Je privilégie donc la piste du continuum émotionnel traversant les générations dans les deux sens, du grand-père paternel aux petits enfants et inversement. Celle qui vise l’absolu du Beau. Le Beau se synthétise dans l’idée de « tout ce que j’aime et comprends, ce qui me rassure par son indéfectible présence au-delà du temps et des modes. ».
Disparitions…
Bien entendu cette fragile sculpture de douelles va être ingurgitée par la vigne. Bien entendu les couleurs représentant les acteurs du continuum émotionnel vont s’affadir sous la pluie et le temps. Mais l’idée de devenir le terreau de son propre vignoble n’est qu’une rationalisation réflexe face à l’angoisse de disparition, des disparitions… Il y a un au-delà du ça qu’il me faut saisir.
La séance est finie. Je laisse Stéphane reprendre pieds doucement. Je me lève de ma chaise, regarde ce hangar au travers de ce kaléidoscope sans âge. Le souvenir des temples japonais en bois me revient à l’esprit. Eux aussi sont soumis à la loi naturelle de l’effacement progressif. Leur énergie vitale est dans ce cycle de construction et reconstruction. Ils attirent l’œil, marquent un territoire, mais ce sont avant tout des lieux et non des choses. Ce sont des espaces géométriques intemporels et profondément liés à leur géographie. Ce sont des temples du Beau, où l’on vient chercher compréhension et indéfectible présence.
Cette géode, est destinée à étonner et attirer les visiteurs du festival Chamery Circus. Elle est pensée pour aider à cueillir le Beau des coteaux champenois. Comme les vins, cette forme géométrique pure n’existe pas dans la nature. Comme les vins, elle est la quintessence de l’esprit humain et de ce que la nature spontanément offre à jouir.
Je rentre maintenant sur Reims, longeant de nouveau les coteaux dévêtus.
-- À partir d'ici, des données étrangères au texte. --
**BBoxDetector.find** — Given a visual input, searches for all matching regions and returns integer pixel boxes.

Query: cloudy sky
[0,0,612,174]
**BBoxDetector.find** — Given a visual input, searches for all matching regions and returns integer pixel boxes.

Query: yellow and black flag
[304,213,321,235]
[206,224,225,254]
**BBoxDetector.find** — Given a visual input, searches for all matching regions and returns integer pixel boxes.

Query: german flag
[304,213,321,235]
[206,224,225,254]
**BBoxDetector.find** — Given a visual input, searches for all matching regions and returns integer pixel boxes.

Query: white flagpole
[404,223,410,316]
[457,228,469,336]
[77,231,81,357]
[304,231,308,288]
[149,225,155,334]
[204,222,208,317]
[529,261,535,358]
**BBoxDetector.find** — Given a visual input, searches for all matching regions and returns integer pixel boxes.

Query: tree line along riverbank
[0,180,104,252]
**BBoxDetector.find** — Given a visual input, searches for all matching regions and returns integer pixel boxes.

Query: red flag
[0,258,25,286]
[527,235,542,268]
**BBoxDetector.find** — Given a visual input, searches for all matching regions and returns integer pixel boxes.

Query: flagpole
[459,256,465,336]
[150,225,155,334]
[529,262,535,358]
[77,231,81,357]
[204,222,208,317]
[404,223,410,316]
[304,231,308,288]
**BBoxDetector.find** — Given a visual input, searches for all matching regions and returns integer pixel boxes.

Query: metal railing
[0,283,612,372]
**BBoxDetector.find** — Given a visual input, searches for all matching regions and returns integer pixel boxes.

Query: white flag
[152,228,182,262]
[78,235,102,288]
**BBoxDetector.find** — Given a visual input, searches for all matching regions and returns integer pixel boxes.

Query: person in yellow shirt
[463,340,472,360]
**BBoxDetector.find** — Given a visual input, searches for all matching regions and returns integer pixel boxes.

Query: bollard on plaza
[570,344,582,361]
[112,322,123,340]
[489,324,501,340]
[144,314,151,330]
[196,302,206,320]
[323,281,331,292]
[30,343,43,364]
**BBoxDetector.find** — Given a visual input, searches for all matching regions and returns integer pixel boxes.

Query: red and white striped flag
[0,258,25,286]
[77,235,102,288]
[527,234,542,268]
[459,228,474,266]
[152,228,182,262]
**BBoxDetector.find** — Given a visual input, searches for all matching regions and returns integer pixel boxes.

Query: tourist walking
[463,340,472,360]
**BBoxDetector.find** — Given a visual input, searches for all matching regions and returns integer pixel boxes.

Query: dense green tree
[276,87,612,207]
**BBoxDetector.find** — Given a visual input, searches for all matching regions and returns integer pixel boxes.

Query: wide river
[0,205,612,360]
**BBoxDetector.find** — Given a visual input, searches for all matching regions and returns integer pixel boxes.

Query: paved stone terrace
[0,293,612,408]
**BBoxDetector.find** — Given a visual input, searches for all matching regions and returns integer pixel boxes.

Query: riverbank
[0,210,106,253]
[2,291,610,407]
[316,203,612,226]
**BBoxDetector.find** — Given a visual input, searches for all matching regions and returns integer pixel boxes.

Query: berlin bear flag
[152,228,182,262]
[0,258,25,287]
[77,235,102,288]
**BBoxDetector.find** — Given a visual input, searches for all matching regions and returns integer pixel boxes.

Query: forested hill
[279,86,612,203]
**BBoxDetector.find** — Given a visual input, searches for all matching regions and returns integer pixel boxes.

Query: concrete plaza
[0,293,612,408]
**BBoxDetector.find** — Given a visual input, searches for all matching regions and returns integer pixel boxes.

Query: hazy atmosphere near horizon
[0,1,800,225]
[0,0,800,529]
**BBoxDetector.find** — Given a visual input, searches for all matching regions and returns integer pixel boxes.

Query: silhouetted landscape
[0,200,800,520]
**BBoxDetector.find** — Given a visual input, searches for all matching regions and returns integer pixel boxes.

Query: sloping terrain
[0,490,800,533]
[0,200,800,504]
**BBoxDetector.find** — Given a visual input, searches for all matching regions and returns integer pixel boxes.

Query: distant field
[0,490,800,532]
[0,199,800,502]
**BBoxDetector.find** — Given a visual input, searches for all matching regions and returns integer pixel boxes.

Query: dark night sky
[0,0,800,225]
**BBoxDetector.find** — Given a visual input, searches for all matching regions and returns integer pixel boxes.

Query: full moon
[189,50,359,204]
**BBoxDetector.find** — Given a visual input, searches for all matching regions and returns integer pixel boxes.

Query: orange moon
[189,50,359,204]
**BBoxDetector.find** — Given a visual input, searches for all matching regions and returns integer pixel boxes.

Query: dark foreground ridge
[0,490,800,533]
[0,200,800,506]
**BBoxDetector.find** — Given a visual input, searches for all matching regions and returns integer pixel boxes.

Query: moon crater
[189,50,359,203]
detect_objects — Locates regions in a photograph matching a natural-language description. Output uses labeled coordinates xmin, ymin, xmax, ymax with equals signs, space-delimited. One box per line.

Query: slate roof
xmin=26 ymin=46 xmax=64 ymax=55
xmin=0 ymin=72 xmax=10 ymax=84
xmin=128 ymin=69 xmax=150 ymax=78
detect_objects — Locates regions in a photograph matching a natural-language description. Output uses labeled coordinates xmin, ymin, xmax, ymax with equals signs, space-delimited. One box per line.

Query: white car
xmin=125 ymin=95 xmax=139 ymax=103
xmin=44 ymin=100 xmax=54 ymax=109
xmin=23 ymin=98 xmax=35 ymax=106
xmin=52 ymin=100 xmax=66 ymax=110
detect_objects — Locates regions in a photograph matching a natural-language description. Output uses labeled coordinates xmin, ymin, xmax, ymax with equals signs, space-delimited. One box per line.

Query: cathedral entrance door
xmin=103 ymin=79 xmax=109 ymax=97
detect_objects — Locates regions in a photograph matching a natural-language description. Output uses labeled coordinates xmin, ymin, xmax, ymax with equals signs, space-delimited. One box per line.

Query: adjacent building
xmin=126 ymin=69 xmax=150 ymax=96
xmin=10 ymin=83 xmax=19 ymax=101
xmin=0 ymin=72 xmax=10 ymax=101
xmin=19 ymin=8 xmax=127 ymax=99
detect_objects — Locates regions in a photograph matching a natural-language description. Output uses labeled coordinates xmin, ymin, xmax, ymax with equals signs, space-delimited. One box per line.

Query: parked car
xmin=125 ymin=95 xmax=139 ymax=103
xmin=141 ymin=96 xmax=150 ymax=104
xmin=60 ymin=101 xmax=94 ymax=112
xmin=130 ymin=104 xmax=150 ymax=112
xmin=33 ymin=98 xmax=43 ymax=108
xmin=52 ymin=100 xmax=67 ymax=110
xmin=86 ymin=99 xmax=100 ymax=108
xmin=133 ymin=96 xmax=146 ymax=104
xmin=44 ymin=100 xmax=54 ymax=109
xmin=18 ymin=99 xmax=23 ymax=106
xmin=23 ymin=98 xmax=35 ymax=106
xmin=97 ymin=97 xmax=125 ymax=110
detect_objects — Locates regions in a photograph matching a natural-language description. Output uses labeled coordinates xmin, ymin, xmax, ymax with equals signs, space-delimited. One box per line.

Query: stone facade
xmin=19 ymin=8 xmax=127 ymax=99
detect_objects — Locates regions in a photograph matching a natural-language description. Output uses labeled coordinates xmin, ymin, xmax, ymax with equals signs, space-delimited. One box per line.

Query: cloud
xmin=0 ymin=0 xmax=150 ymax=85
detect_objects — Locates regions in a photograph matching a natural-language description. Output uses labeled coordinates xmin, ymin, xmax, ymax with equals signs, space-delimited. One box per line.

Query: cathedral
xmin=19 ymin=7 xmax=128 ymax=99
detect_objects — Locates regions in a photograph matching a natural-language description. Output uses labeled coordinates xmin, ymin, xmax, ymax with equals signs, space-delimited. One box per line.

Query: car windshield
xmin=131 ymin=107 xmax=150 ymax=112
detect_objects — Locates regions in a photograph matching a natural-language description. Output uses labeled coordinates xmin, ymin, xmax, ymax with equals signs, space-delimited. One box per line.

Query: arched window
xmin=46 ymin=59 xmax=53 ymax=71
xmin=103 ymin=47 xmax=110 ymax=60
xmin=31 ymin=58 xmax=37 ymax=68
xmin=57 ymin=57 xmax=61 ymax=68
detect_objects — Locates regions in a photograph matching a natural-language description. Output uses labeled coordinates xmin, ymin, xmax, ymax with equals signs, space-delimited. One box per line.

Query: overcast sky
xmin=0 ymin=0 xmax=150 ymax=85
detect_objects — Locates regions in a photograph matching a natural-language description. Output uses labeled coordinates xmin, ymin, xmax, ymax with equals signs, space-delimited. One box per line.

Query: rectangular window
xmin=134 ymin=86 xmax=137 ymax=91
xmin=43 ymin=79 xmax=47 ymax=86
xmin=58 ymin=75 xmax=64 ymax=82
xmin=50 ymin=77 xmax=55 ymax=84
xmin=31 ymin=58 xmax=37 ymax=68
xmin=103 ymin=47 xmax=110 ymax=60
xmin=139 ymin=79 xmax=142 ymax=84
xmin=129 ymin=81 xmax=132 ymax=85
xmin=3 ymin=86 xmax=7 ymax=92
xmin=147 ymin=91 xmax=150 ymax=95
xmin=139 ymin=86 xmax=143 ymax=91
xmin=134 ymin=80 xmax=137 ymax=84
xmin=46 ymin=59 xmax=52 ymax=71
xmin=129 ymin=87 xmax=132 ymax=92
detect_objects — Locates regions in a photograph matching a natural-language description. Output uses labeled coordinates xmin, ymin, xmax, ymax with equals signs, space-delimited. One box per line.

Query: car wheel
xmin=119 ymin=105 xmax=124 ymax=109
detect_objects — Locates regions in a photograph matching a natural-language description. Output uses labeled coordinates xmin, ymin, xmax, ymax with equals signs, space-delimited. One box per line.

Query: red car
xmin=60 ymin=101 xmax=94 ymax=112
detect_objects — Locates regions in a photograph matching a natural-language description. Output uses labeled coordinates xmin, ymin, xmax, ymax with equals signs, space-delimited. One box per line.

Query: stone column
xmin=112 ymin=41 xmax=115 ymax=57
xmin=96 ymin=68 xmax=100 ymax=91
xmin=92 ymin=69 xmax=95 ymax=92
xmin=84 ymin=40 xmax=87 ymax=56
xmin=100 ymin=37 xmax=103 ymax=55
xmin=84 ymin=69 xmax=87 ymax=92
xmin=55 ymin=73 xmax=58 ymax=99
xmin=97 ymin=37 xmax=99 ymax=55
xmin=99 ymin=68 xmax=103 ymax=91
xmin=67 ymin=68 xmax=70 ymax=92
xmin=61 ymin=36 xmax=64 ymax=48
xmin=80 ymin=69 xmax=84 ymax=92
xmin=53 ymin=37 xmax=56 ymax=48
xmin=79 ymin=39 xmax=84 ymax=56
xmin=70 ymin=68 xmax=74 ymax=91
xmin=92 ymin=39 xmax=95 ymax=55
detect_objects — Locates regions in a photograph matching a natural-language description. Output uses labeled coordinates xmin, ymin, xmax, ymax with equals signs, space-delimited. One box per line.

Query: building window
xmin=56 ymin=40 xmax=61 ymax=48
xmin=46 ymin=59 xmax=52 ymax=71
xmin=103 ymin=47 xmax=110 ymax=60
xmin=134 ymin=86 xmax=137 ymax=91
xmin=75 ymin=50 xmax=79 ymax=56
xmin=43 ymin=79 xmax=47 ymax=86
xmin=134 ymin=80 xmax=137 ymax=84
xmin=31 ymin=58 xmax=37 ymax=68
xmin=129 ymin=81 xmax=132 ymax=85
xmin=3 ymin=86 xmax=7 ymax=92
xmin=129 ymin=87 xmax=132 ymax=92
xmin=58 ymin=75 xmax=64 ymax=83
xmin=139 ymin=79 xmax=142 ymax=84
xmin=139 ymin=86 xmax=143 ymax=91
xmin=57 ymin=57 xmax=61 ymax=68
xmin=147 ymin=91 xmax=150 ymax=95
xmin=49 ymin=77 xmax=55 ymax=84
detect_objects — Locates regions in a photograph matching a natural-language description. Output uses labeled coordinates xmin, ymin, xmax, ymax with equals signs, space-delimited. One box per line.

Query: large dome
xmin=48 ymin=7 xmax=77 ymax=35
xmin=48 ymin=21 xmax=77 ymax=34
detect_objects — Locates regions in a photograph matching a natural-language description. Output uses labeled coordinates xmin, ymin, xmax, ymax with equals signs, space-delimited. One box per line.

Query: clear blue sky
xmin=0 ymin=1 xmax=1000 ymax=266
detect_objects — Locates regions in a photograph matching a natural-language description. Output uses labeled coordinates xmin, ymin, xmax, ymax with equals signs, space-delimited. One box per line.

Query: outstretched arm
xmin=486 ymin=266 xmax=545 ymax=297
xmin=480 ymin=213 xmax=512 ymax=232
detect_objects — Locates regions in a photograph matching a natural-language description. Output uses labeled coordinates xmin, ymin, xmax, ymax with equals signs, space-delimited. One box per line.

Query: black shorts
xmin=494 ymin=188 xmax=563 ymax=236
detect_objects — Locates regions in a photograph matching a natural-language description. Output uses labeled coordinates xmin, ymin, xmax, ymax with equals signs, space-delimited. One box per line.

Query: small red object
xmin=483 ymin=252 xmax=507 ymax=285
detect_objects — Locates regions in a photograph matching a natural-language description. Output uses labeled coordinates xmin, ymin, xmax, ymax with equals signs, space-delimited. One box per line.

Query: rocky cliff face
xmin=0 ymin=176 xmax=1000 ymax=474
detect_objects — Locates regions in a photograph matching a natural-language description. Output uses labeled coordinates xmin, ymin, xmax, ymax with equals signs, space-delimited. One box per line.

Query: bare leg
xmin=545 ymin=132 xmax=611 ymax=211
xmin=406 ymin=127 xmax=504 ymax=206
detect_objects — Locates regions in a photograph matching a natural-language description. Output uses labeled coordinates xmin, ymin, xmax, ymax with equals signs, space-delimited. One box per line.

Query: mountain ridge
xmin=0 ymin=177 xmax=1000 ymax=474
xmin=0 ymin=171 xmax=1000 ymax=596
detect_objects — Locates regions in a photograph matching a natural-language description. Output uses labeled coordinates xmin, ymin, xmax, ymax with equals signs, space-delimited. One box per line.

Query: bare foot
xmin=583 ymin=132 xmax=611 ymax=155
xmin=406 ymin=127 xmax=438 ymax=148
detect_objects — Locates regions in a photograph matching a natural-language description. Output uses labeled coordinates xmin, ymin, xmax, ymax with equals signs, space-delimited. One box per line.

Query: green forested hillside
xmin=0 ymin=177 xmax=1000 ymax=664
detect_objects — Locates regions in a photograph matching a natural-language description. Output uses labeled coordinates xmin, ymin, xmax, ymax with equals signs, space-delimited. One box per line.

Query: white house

A la radio, l’ébouriffant Sacre du Printemps. Lui aussi a su étonner et attirer, malgré eux, les mélomanes. Je coupe la radio, aujourd’hui j’ai besoin de cocon, de Beau tranquille.
Et un mulot des vignes …
Tout en roulant, l’idée définissant cette géode à l’identique d’un temple japonais perdure et s’installe définitivement… écrin du Beau, expression d’un terroir familier, doux et puissant, se reconstruisant de génération en génération… indéfectible et accessible.
J’ai presqu’envie que cette année passe très vite. Me transformer en mulot des vignes, tapis sous les douelles écroulées, observer Stéphane Parmantier reconstruire ma nouvelle habitation.